When you just pointed people at servers based on their source address, it was pretty easy to keep them going to the same server all the time. Now that you’re directing people according to web page addresses and type of content, it’s more difficult to keep control. But there are times when it’s vital that just one server handles all of a user’s transactions for the length of that session. The obvious one is online shopping. Regardless of how the user jumps about looking at brochure content, their shopping cart entries have to go to the same place all the time. This is known as persistence.
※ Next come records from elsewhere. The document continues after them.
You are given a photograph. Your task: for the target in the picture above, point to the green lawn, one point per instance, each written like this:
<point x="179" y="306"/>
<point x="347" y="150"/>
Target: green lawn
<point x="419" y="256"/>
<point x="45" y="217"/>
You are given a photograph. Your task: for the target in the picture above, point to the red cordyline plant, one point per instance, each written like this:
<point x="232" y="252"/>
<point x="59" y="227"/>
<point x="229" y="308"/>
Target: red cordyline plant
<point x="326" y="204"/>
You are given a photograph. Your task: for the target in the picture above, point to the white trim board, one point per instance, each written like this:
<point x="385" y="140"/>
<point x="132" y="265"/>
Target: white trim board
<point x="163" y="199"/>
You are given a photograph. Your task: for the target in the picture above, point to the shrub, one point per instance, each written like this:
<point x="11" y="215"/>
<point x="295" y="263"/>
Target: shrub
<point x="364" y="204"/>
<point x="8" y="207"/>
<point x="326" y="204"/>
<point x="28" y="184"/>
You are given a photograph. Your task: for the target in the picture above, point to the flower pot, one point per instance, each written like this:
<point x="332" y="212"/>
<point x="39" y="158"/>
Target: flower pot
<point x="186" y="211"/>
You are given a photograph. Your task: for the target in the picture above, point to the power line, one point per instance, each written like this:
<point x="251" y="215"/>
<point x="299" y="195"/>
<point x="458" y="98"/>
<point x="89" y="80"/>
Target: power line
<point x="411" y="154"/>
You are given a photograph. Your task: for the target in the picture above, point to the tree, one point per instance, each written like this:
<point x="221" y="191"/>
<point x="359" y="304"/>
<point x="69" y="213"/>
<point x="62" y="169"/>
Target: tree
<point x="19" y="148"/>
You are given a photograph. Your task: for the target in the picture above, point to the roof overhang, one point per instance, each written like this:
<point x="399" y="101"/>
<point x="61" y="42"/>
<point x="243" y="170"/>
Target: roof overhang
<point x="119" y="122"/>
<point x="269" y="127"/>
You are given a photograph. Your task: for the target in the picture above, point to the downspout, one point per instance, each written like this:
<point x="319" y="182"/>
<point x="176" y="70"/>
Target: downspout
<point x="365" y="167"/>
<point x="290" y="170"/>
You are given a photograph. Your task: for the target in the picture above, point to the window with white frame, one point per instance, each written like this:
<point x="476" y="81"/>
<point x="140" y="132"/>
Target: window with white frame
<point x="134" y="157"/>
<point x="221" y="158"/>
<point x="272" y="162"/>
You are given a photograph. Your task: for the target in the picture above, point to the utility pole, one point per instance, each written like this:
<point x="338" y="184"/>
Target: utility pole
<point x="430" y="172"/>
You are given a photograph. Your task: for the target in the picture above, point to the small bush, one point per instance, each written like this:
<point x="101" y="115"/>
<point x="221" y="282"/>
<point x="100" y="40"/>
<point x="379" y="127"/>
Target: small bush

Persistent load balancing can be achieved using IP address hashing (see Content Switching) or the use of cookies - the latter being the more flexible. If the server application isn’t written to insert/request cookies, most content switches can do it transparently, putting the control with the network team rather than the software developers: however if your company has an ecommerce site, it’s pretty certain that this will be done at the server.

The problem here is that if you’re running secure HTTP - which is more than likely on an ecommerce site where you’re exchanging financial and personal information - the cookie is within the encrypted SSL payload, so the content server can’t see it to action it.

One option here is not to run SSL straight through to the servers, but to offload it onto a dedicated device connected to the content switch, or indeed, as some manufacturers offer, an SSL processing engine within the switch itself. This relies on the fact that the network between the switch and the servers is secure, and that incorporating this functionality into the switch, or configuring it to redirect secure traffic to another device doesn’t impact performance. It does have the benefit for the servers that it removes all the SSL processing impact, thus freeing up the servers to concentrate on serving data.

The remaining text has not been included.